In each pRMA model where deviation from isometry was confirmed, leaving out any single observation (data point) from the regression model changed neither the significance of the results nor the general direction of the slope (whether it is smaller or larger than 1). The effects of the most influential points on the slope — expressed as a percentage of the slope estimate — are reported in Table 3. In the cases of these models, the maximal effects range from 0.46% to 3.09%.

In some models where the deviation from isometry was not confirmed, certain observations can have a notable influence on the estimated slope. In these cases, leaving out particular observations from the model can result in a significant (P value ≤ 0.05) deviation from isometry. In the regression model of menoponids from Galliformes 9 out of 34 have this property.


We have shown that two major taxa of avian ectoparasites, philopterid and menoponid lice, clearly obey RR. Host order level analysis in these families also confirmed RR separately in the case of Menoponidae from Passeriformes and Philopteridae from Charadriiformes and Galliformes. In contrast, however, ricinids follow CRR, where males get relatively smaller (as compared to females) with increasing size of the species.

Deviance from isometry was not proven in some cases. Philopterids from Passeriformes show a numerically similar allometric trend compared to menoponids from the same host order. The model explains less variance in the data among philopterids from these birds, perhaps indicating weaker mechanisms behind RR than among menoponids. Although not significant, the steep slope of menoponids from Galliformes and the slope of Menoponidae from Charadriiformes, which are consistent with CRR, are interesting trends. They indicate that accounting for host taxonomy and life history traits is a promising direction in investigating the underlying causes for RR.

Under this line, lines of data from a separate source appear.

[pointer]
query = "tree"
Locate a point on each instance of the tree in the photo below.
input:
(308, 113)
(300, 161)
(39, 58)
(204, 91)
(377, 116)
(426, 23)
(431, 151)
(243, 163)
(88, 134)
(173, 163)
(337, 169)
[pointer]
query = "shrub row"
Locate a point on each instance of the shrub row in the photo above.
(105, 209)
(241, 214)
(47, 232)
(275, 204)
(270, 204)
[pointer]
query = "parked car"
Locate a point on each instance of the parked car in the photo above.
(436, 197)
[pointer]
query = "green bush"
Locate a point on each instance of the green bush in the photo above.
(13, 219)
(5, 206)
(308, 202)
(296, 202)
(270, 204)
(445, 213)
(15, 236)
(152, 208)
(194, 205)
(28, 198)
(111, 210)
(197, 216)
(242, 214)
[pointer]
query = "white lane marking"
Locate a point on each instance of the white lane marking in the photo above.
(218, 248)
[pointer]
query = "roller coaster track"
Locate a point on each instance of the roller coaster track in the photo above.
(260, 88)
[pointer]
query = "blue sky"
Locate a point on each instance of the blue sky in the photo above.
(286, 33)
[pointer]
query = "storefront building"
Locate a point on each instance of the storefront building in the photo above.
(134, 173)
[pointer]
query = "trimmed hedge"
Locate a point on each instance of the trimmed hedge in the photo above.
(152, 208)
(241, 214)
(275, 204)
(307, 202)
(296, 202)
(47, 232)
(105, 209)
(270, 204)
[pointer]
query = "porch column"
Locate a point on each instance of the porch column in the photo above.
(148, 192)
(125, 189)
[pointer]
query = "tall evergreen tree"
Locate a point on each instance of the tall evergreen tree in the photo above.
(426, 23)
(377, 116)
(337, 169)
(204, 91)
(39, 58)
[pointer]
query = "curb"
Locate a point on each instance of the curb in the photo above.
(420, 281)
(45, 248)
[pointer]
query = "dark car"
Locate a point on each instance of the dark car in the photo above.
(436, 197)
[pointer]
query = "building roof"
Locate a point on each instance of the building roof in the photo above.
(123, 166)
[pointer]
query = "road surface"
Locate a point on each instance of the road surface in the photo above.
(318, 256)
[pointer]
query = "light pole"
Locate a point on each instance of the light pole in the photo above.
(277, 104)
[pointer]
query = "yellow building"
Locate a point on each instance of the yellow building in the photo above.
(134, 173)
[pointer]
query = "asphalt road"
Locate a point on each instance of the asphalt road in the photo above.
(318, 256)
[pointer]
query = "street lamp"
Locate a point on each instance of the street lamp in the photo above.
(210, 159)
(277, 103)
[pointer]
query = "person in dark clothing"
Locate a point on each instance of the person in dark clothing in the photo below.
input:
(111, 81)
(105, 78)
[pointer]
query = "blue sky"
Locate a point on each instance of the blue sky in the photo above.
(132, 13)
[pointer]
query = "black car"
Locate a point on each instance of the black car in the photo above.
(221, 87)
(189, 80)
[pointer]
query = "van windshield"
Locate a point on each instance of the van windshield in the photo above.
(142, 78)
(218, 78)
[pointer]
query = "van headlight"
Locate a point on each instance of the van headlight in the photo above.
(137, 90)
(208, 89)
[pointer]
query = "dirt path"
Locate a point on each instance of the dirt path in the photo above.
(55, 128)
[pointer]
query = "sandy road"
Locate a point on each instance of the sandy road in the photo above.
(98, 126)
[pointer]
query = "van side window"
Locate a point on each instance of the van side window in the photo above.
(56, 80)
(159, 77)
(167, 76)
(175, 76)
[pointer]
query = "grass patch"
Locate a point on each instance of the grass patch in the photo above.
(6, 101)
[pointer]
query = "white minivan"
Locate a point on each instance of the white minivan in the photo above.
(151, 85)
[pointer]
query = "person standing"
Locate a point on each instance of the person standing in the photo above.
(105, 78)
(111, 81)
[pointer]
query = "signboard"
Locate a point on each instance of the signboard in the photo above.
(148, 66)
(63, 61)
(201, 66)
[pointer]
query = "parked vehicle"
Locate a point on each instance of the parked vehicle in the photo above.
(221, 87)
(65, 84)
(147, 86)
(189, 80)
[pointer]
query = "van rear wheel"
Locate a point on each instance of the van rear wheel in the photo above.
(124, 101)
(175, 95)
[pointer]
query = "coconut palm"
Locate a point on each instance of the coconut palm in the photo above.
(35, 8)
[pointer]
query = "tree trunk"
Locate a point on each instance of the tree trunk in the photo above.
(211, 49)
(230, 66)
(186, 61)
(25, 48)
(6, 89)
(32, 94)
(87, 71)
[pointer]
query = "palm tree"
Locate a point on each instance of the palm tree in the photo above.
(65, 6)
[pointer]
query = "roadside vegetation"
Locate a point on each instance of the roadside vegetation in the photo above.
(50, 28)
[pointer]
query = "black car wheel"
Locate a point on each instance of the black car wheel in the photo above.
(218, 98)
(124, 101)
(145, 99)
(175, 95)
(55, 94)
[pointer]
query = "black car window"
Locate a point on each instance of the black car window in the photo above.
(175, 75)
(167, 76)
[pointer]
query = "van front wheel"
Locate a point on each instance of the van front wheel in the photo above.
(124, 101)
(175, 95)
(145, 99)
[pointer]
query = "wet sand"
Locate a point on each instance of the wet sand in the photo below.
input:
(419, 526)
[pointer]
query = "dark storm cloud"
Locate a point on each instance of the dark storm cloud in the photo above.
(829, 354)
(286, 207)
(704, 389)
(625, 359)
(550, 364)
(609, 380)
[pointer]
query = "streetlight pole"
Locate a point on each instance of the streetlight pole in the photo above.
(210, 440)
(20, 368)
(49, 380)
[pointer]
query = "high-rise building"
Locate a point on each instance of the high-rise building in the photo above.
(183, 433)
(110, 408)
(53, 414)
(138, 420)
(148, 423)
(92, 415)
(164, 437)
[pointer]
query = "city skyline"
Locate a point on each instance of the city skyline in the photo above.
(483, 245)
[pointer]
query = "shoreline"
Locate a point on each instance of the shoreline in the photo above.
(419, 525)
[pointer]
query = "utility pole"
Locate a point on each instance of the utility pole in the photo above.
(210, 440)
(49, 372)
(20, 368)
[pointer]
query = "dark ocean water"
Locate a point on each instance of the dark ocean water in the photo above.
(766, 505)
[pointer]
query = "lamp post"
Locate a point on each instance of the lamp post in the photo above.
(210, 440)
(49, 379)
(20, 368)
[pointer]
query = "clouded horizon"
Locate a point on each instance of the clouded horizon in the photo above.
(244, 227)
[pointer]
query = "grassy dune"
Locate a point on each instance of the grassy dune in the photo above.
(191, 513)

Although without formal comparison, in all cases where RR was supported, the allometric slopes showed similar values. Based on this, it would be hard to come up with different interpretations of the results. Philopterids altogether show a somewhat steeper, but generally similar allometric trend compared to menoponids.

The non-exclusive alternative hypotheses explaining RR and Converse RR may more or less apply to our findings. Lice can respond quickly to selection pressures on body size30, but the genetics of their body size in relation to sex is not known. Furthermore, we lack knowledge about possible niche divergences between the sexes.

Sexual selection is known to be an influential agent of evolution in several taxa of parasites54,55, including parasitic lice17,27,28. Given that larger-bodied host species tend to have more prevalent and more abundant infestations of menoponid and philopterid lice56,57,58, we expect that the males in these populations tend to coexist with more rivals and also face an increased level of outbreeding due to a higher chance of multiple infections. This strengthens intrasexual competition59, and it also probably exerts a selection pressure favouring larger males. Our descriptive statistics in Table 2 empirically support this view; in many cases (namely in the Philopteridae and Menoponidae families together and separately from the Passeriformes), relative male size tends to increase with host body size. This probably indicates that in menoponids and philopterids, sexual selection due to male-male rivalry exerts stronger selection pressure on male size than fecundity selection exerts on female size. Contrarily, CRR observed in ricinid lice may indicate that fecundity selection is stronger on female body size than sexual selection is on male body size.

Based on our findings, it appears that similar selection pressures shape the evolution of SSD across avian lice, except for the family of Ricinidae.